A major limitation of phenomenologic models is that they must be specifically validated (and sometimes re-parameterized) for each new situation prior to use. Thus, any clinical application of the approach described here must be preceded by careful retrospective validation in an appropriate patient population. Because growth laws of the type employed here are based on the ability of myocytes to sense and respond to stretch, special caution is warranted in any situation where the inherent responsiveness of myocytes to stretch is changing. Thus, different growth parameters might be needed to predict remodeling in patients treated with beta-blockers (which modulate intracellular hypertrophic signaling) or in patients transitioning to heart failure (where beta-adrenergic responsiveness is changing). In general, we found it was not necessary to change the material properties of the myocardium to correctly predict growth for the experiments modeled here; however, there may be pathologies such as myocardial fibrosis that change not only material properties but also the local mechanical signals sensed by the myocytes. Furthermore, it remains to be seen whether an approach similar to the one described here can handle the regional heterogeneity observed in hypertrophic cardiomyopathy or electrical dyssynchrony. Although intuition might suggest that such cases will require more geometrically sophisticated models, the two-compartment model of infarction described here performed surprisingly well, and Walmsley et al. have successfully reproduced many aspects of LV dyssynchrony using a multi-compartment model [33].

Conclusion

The ability to reliably predict growth and remodeling of the heart in individual patients could have widespread clinical applications.

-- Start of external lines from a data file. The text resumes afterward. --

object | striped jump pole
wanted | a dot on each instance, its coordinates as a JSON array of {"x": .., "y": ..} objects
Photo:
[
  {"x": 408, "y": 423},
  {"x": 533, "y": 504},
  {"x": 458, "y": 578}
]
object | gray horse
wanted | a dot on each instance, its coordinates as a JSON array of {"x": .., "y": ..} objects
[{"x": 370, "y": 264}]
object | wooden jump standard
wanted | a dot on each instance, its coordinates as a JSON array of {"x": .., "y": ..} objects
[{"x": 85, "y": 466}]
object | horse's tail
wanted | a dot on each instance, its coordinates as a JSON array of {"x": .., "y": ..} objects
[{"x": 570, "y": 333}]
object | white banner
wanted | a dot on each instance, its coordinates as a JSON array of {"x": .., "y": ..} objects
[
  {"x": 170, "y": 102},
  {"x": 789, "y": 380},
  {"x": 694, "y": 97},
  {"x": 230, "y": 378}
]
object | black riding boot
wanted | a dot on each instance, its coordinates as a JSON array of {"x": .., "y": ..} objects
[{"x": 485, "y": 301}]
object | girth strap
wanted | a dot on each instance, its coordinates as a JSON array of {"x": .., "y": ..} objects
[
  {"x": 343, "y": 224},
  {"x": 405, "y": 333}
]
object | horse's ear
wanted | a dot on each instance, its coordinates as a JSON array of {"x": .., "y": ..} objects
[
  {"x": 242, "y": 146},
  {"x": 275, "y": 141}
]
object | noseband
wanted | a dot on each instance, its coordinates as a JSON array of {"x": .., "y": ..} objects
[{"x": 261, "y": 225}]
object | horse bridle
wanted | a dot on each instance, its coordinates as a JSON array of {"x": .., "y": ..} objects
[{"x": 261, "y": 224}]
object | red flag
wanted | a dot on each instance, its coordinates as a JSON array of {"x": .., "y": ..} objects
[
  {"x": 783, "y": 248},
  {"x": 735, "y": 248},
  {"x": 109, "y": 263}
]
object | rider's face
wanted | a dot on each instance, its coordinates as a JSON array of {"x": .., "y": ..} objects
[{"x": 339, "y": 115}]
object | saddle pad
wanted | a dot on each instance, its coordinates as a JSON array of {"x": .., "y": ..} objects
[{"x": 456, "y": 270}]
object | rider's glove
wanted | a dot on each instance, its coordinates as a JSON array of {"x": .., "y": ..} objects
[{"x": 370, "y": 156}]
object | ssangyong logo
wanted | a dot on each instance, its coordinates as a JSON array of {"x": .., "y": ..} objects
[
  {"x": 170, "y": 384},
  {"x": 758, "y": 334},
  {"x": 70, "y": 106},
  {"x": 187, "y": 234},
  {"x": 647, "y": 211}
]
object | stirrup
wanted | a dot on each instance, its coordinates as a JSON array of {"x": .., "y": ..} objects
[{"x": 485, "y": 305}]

Ideally, growth models intended for clinical use should capture ventricular growth across a range of different hemodynamic conditions yet be fast enough to construct and run that they can support decision-making on the time scale of a hospital admission or even office visit. The compartmental growth model presented here was able to capture both the time course and distinct patterns of hypertrophy following aortic constriction, mitral valve regurgitation, and myocardial infarction for up to 3 months with simulation times of just a few minutes, suggesting promise for future clinical application.